Any kind soul feel like ending my efforts to figure out
why two images are removing the top few rows of pixels
but repeating them at the bottom?

http://www.northwestallentrails.org/

Looks the same in all Mac browsers, including IE 5.3

Can't remember for sure but I think it is also happening
on IE 6/Windows and other Windows browsers.

I can't try it on a Unix variant because I can't get my
hardware to support X11.

I will study my CSS to see whether I goofed, but I THINK
I specified the height to be the same as the images--and
actually put the logo in with an IMG tag to further encourage
the browser to make space.

If you're _really_ generous and ambitious, why are my
"centered" navigation links slightly off-center?

Thanks!

--
Wes Groleau
-----------

"Thinking I'm dumb gives people something to
feel smug about. Why should I disillusion them?"
-- Charles Wallace
(in _A_Wrinkle_In_Time_)
Aug 19 '06 #1
7 1382
Wes Groleau wrote:
Any kind soul feel like ending my efforts to figure out
why two images are removing the top few rows of pixels
but repeating them at the bottom?
Set the background image to no-repeat.

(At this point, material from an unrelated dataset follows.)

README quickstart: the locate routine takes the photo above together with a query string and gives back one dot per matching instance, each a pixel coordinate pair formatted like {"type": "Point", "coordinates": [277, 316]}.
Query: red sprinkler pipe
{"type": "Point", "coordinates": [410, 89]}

The table-cell height is larger
than the image so the image is repeated. Since the difference in heights
is 3 - 5 pixels, only that much of the repeated image shows.

--
jmm (hyphen) list (at) sohnen-moe (dot) com
(Remove .AXSPAMGN for email)
Aug 19 '06 #2
Jim Moe wrote:
Wes Groleau wrote:
>Any kind soul feel like ending my efforts to figure out
why two images are removing the top few rows of pixels
but repeating them at the bottom?
Set the background image to no-repeat. The table-cell height is larger
than the image so the image is repeated. Since the difference in heights
is 3 - 5 pixels, only that much of the repeated image shows.
Can't hurt to try it, but:

- the HTML does not specify height.

- when I removed the CSS height (which was two pixels
SMALLER than the image height) and clicked refresh,
nothing changed.

- The part that is repeated at the bottom is not really
repeated; it has been cropped from the top of the images.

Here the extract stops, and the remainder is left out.